En estos tiempos donde ya podemos hablar del derecho a la muerte gracias a la permisión de la eutanasia, no llevaré la contraria a Millán ... Astray o a Fidel Castro con sus famosas y respectivas exclamaciones, ya saben, las aguerridas de «¡Viva la muerte!» y «¡Patria o muerte!» para fomentar la valentía extrema y celebrar la antítesis de la vida por una buena causa, que siempre hay alguna.
La fiesta y la muerte están hermanadas en muchas culturas. Me viene al pensamiento el colorido esquelético de los festejos mexicanos con su festival de calaveras, o las calabazas yanquis de Halloway en el Día de los Difuntos repartiendo caramelos. No sé si es que las risas ayudan a espantar tanta fatalidad, pero el caso es que a mí me cuesta reír y festejar la muerte y no sólo por la pesadumbre que produce. Quizás también porque siendo niño viví la solemnidad y congoja con que transcurría la Semana Santa, con programaciones de radio y televisión donde se ponía música clásica o películas como 'Los diez mandamientos', 'Barrabás' o 'La historia más grande jamás contada'. Naturalmente, las discotecas estaban cerradas y en la vía pública una carcajada se consideraba una acción irreverente.

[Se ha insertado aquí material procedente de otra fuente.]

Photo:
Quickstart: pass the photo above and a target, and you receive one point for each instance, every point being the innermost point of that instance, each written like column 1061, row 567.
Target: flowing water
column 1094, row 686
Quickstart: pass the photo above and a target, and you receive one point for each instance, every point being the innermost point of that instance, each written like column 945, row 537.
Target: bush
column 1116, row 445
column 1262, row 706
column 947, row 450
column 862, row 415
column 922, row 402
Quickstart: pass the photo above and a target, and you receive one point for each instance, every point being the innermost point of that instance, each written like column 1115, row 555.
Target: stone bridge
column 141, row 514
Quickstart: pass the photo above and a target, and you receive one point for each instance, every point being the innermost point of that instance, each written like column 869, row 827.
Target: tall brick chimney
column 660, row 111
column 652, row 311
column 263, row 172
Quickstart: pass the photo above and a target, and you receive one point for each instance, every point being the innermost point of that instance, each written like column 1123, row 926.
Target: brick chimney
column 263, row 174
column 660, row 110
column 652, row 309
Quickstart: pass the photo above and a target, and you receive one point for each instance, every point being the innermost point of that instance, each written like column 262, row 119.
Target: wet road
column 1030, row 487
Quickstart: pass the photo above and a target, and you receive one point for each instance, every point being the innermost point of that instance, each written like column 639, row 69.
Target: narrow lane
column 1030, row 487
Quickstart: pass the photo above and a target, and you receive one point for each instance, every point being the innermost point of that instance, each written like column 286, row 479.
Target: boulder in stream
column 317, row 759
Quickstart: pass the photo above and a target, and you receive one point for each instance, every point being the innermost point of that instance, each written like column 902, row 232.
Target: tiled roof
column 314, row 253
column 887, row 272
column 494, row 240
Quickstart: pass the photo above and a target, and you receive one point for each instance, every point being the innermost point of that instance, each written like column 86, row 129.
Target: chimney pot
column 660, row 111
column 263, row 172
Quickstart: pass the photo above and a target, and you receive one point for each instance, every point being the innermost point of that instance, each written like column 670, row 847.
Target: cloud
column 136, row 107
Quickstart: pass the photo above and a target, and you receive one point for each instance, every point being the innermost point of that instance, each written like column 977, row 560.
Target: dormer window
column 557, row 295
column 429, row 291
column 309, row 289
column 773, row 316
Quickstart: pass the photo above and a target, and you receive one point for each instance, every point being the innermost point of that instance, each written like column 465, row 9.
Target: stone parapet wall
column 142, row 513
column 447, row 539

Sin embargo, el ambiente festivo ante la muerte se impone. Si en la fiesta de los toros la plaza se inunda con música y vítores de olés, esa 'Vaca gigante' que cada cierto tiempo amenaza el oleaje de la pandemia, también invita a algunos a festejarlo, y no precisamente con tablas de surf. Las fiestas clandestinas de jóvenes y no tan jóvenes en plenas restricciones es otro de los síntomas de que nuestra sociedad está perdiendo el respeto a la vida ajena y a la propia, como una especie de reclamación festiva del derecho a la eutanasia colectiva. Grotesca y deshonrosa manera de exclamar ¡Viva la muerte!